僕は、先日車で箱根湯本まで送ってくれた湯守さんに、礼を言った。

湯守「いえ、とんでもございません。お湯加減は、いかがでしたか」
僕 「ちょうどよかったです。ありがとうございました」
湯守「それは、何よりでございます」

そして僕は湯守さんに会釈をしてすれ違い、露天から立ち去ろうとした。

湯守「あの、」

すると、湯守さんが止めた。

僕 「何ですか?」
湯守「今後どうぞ、よろしくお願いいたします」

何がよろしくなのか、僕にはすぐにわからなかったが
たぶん、彼氏のふりをしているから今後も来てくださいね、という意味なのだと捉えた。

僕 「いえ、こちらこそ。

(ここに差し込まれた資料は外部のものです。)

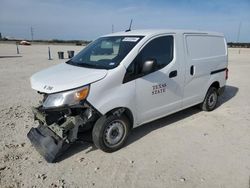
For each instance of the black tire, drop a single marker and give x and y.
(211, 100)
(102, 134)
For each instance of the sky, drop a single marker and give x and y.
(89, 19)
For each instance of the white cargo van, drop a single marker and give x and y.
(123, 80)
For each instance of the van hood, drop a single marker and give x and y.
(65, 77)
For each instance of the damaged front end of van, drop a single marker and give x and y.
(61, 116)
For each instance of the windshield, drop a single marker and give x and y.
(105, 52)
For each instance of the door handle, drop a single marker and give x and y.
(173, 74)
(192, 70)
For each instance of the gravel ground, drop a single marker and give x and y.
(188, 149)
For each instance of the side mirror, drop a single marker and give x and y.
(148, 66)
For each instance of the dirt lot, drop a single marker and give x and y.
(188, 149)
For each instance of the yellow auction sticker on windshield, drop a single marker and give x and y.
(130, 39)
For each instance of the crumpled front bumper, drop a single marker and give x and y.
(50, 140)
(47, 143)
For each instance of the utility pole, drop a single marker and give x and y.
(32, 33)
(238, 35)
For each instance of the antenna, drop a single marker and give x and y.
(129, 29)
(238, 36)
(32, 33)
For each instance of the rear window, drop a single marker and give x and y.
(201, 47)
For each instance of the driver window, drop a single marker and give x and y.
(107, 50)
(160, 49)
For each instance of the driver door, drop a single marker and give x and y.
(158, 92)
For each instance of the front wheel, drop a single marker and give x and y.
(110, 132)
(211, 99)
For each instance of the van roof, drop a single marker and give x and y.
(147, 32)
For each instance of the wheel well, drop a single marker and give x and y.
(125, 111)
(216, 85)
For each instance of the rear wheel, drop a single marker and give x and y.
(110, 133)
(211, 99)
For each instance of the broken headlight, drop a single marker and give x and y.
(68, 98)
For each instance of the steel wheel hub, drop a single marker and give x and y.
(212, 100)
(114, 133)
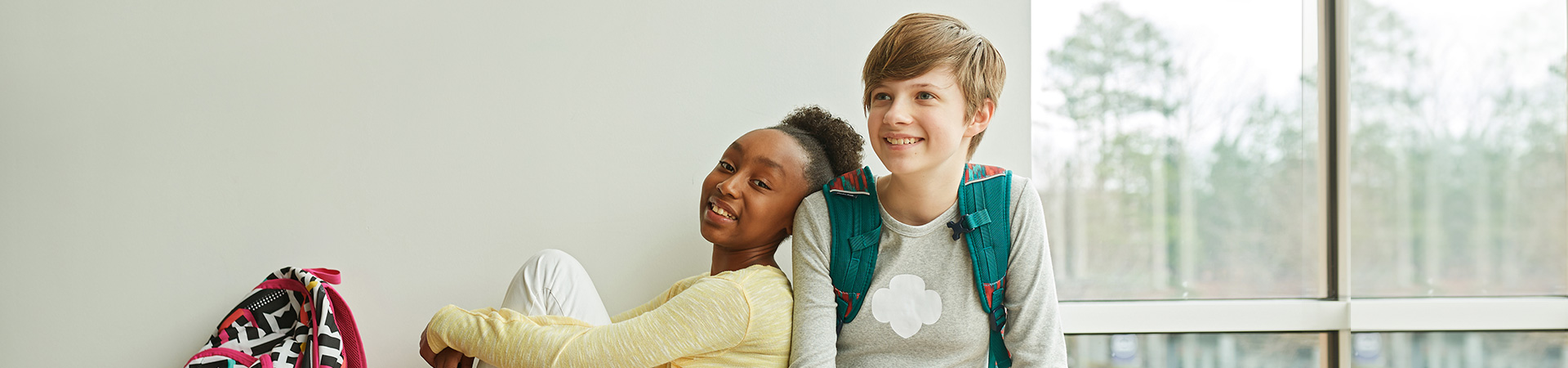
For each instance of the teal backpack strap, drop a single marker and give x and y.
(857, 231)
(983, 221)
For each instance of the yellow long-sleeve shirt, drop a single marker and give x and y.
(737, 318)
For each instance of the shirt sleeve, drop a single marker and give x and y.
(1034, 330)
(814, 340)
(657, 301)
(710, 315)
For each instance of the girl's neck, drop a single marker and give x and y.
(918, 199)
(736, 260)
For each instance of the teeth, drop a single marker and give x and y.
(720, 211)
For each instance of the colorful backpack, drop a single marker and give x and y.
(982, 221)
(294, 320)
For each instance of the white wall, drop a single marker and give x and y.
(157, 159)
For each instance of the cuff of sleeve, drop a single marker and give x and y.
(436, 335)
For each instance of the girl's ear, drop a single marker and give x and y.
(980, 120)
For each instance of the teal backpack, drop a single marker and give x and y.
(982, 221)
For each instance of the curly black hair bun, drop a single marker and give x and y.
(831, 145)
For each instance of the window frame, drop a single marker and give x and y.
(1338, 315)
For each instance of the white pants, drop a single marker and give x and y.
(554, 284)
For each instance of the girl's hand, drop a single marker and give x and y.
(446, 359)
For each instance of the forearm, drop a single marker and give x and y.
(814, 337)
(501, 335)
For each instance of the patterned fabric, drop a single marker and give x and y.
(737, 318)
(291, 320)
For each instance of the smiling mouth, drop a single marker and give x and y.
(720, 211)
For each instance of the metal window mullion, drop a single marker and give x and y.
(1333, 122)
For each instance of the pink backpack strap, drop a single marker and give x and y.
(231, 354)
(328, 276)
(353, 348)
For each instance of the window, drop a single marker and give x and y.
(1322, 183)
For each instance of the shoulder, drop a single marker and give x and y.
(763, 284)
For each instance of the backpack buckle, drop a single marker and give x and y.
(969, 222)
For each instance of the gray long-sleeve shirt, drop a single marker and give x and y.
(922, 307)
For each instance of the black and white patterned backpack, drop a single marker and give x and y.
(294, 320)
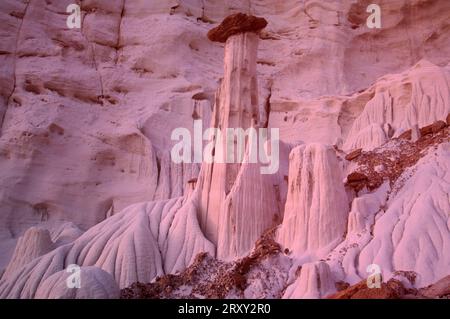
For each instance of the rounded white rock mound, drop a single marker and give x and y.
(92, 283)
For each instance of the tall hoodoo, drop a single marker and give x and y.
(316, 210)
(222, 187)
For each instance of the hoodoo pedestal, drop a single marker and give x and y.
(236, 202)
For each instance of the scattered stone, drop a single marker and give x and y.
(357, 181)
(406, 135)
(437, 126)
(341, 285)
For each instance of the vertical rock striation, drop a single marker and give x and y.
(236, 202)
(315, 216)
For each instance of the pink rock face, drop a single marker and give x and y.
(87, 176)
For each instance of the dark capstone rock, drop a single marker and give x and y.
(354, 154)
(234, 24)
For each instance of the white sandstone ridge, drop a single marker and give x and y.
(94, 283)
(136, 245)
(417, 97)
(315, 216)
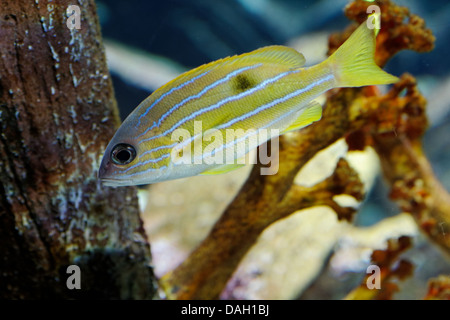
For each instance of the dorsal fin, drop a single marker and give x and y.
(274, 54)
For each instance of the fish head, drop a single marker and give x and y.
(128, 160)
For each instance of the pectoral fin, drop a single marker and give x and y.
(312, 113)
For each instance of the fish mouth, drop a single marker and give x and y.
(109, 182)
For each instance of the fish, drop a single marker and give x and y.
(266, 89)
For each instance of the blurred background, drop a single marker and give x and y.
(311, 256)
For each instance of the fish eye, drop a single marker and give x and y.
(123, 153)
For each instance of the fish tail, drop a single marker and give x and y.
(353, 62)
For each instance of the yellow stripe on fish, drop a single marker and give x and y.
(266, 89)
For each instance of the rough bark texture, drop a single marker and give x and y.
(57, 113)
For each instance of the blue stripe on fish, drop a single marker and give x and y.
(196, 96)
(275, 102)
(168, 93)
(261, 86)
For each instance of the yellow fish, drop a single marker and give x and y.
(266, 89)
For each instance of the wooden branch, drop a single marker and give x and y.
(57, 113)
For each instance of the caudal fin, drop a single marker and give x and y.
(353, 62)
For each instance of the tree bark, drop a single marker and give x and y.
(57, 113)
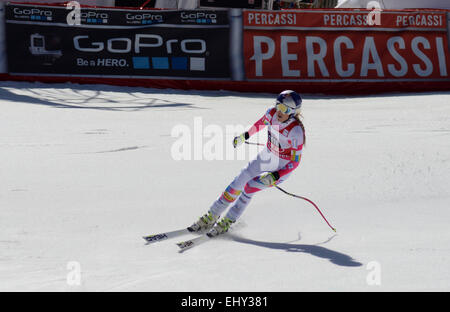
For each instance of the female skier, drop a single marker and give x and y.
(273, 165)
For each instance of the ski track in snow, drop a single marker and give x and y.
(87, 170)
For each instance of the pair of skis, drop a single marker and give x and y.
(184, 245)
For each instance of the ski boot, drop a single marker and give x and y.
(204, 223)
(221, 227)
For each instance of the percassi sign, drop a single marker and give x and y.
(345, 46)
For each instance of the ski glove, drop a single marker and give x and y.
(240, 139)
(269, 178)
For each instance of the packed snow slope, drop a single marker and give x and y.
(87, 170)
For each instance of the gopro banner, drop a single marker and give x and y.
(50, 40)
(352, 46)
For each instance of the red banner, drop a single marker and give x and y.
(366, 46)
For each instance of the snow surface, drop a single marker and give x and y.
(87, 170)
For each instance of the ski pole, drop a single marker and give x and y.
(308, 200)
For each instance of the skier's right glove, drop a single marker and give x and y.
(240, 139)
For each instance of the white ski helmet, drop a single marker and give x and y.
(290, 102)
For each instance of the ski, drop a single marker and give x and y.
(196, 241)
(167, 235)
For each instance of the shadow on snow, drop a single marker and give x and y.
(317, 251)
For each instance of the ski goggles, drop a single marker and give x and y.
(284, 108)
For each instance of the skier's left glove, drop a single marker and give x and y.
(269, 178)
(240, 139)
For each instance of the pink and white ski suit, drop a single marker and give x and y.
(281, 156)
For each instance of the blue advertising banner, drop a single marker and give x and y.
(117, 43)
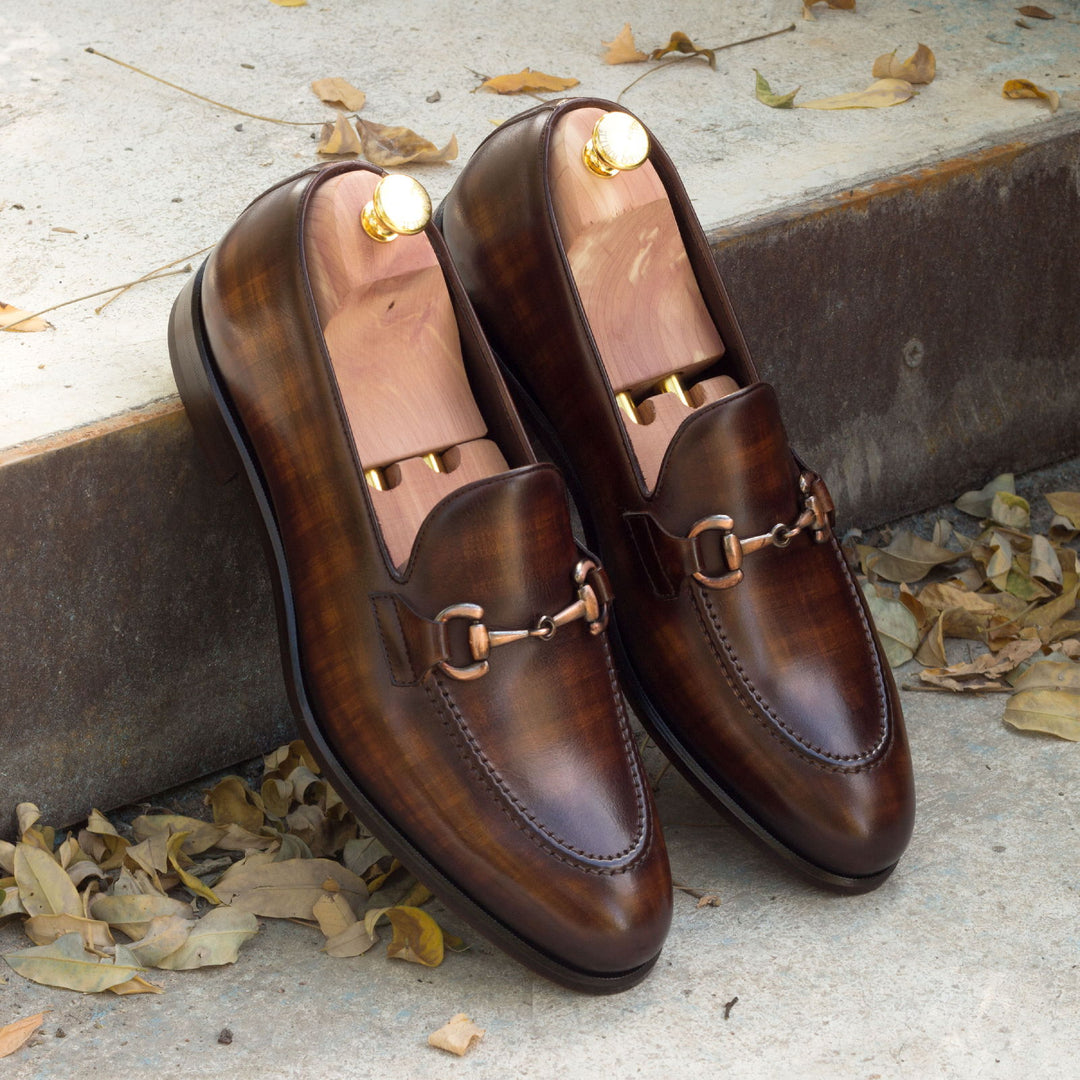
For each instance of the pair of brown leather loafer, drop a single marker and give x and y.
(451, 650)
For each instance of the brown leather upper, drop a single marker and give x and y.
(523, 786)
(775, 687)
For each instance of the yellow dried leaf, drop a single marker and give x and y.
(214, 940)
(458, 1035)
(44, 929)
(16, 1034)
(43, 885)
(352, 941)
(136, 985)
(918, 68)
(877, 95)
(338, 139)
(766, 96)
(906, 558)
(527, 81)
(623, 50)
(1024, 88)
(234, 802)
(680, 43)
(388, 146)
(16, 320)
(339, 93)
(67, 964)
(1053, 712)
(417, 936)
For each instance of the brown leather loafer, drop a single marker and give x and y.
(746, 646)
(444, 636)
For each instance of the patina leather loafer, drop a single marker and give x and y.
(444, 635)
(745, 642)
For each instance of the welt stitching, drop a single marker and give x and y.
(865, 767)
(490, 779)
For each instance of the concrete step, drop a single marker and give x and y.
(906, 278)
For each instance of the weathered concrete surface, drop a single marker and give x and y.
(963, 966)
(922, 329)
(139, 644)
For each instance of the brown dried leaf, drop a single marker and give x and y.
(840, 4)
(457, 1035)
(623, 50)
(340, 94)
(680, 43)
(16, 1034)
(906, 558)
(877, 95)
(18, 321)
(1024, 88)
(527, 81)
(918, 68)
(387, 146)
(417, 936)
(338, 139)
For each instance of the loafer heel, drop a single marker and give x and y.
(192, 368)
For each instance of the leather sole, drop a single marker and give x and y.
(221, 439)
(676, 752)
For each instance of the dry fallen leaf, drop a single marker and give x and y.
(877, 95)
(623, 50)
(10, 315)
(388, 146)
(527, 81)
(918, 68)
(1024, 88)
(14, 1035)
(457, 1035)
(339, 93)
(680, 43)
(841, 4)
(766, 96)
(338, 139)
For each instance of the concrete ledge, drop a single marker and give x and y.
(140, 643)
(921, 331)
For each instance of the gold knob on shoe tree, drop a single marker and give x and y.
(618, 145)
(399, 206)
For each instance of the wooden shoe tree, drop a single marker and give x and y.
(637, 289)
(392, 339)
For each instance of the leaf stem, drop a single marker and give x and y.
(208, 100)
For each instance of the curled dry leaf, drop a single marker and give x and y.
(214, 940)
(18, 321)
(14, 1035)
(67, 964)
(766, 95)
(1024, 88)
(338, 139)
(388, 146)
(920, 67)
(458, 1035)
(339, 93)
(417, 936)
(527, 81)
(623, 50)
(680, 43)
(841, 4)
(877, 95)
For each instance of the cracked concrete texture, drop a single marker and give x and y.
(108, 175)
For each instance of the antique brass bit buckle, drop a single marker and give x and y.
(817, 507)
(482, 639)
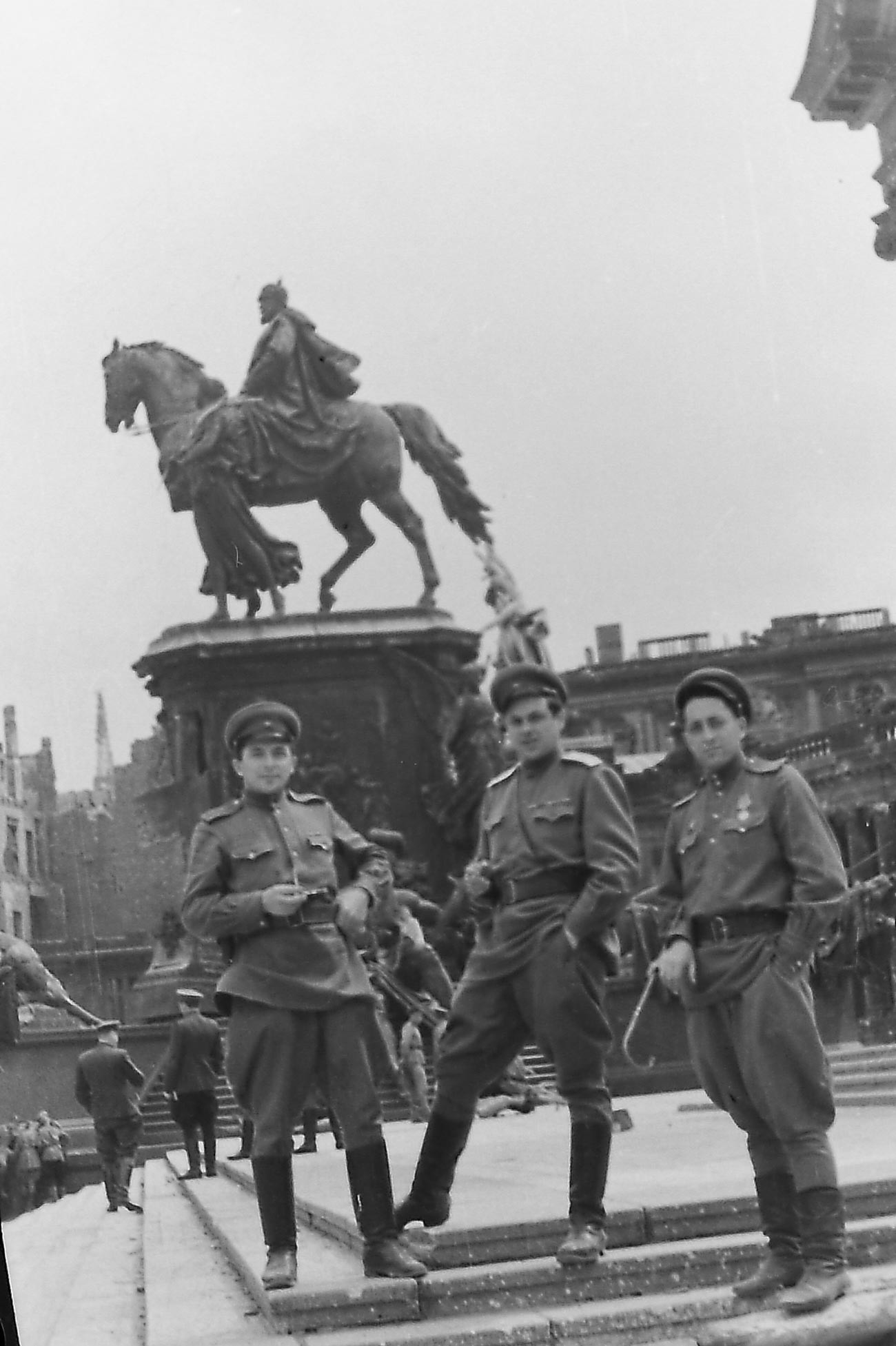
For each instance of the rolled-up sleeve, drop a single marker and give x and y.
(610, 853)
(209, 910)
(669, 895)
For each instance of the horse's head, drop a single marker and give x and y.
(124, 387)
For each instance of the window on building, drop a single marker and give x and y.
(11, 855)
(38, 918)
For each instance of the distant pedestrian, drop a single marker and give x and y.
(753, 878)
(414, 1066)
(105, 1087)
(263, 878)
(26, 1159)
(196, 1059)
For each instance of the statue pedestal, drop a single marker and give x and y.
(371, 689)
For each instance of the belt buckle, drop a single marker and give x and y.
(720, 929)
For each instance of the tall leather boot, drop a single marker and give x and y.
(824, 1241)
(308, 1132)
(370, 1183)
(429, 1196)
(336, 1130)
(111, 1183)
(124, 1170)
(192, 1145)
(588, 1163)
(782, 1264)
(278, 1212)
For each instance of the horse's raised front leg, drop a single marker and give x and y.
(405, 517)
(346, 518)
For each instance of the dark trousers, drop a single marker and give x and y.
(760, 1057)
(117, 1141)
(556, 999)
(275, 1059)
(196, 1114)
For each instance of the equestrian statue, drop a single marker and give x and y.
(294, 434)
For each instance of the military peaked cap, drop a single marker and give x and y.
(269, 722)
(719, 683)
(518, 680)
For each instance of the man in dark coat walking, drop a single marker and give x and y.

よろしくお願いいたします」

僕はまた会釈をした。

湯守「これから、ですぞ」

湯守さんは、念押しをするように、一言言った。

僕 「はい」

僕は短く答えて、露天を去った。


浴衣を身にまとって、脱衣場を出た。
すると、意外なことに、ほぼ同じタイミングで
佳子さんも女湯の脱衣場から、飛び出してきた。

僕 「おっ」
佳子「あら」
僕 「同じタイミングだったね」
佳子「うん」


そこで、僕らの間に少し間が生じた。

次に何を言ったらいいのか、
ノボせていたせいなのか、すぐに言葉が出てこなかった。
突っ込みの早い佳子さんも、なぜか何も言わなかった。


僕 「行こうか」
佳子「うん」


僕はあまりにも平凡な一言で会話を再開し、部屋へと向かった。

しかし、この平凡な一言が、かえって僕と佳子さんの間に
言い知れぬ緊張感をもたらした。
なんでまた、緊張してきたのだろう。

その理由は、歩いているうちにわかった。
僕が緊張しているというより、佳子さんが緊張しているからだ。

佳子さんは普通、あごを上げずに話をするが、
このときの佳子さんは完全にあごが上がっていた。

長い廊下に、2人のパタパタという乾いたスリッパの音だけが響く。


そして部屋に着いた。僕は鍵を開けようとした。

しかし、うまく開かない。僕も、なぜか焦っていた。
ガチャガチャ繰り返していると、「貸して」と言って、佳子さんが手を伸ばしてきた。
佳子さんの右手が、僕の右手に、触れた。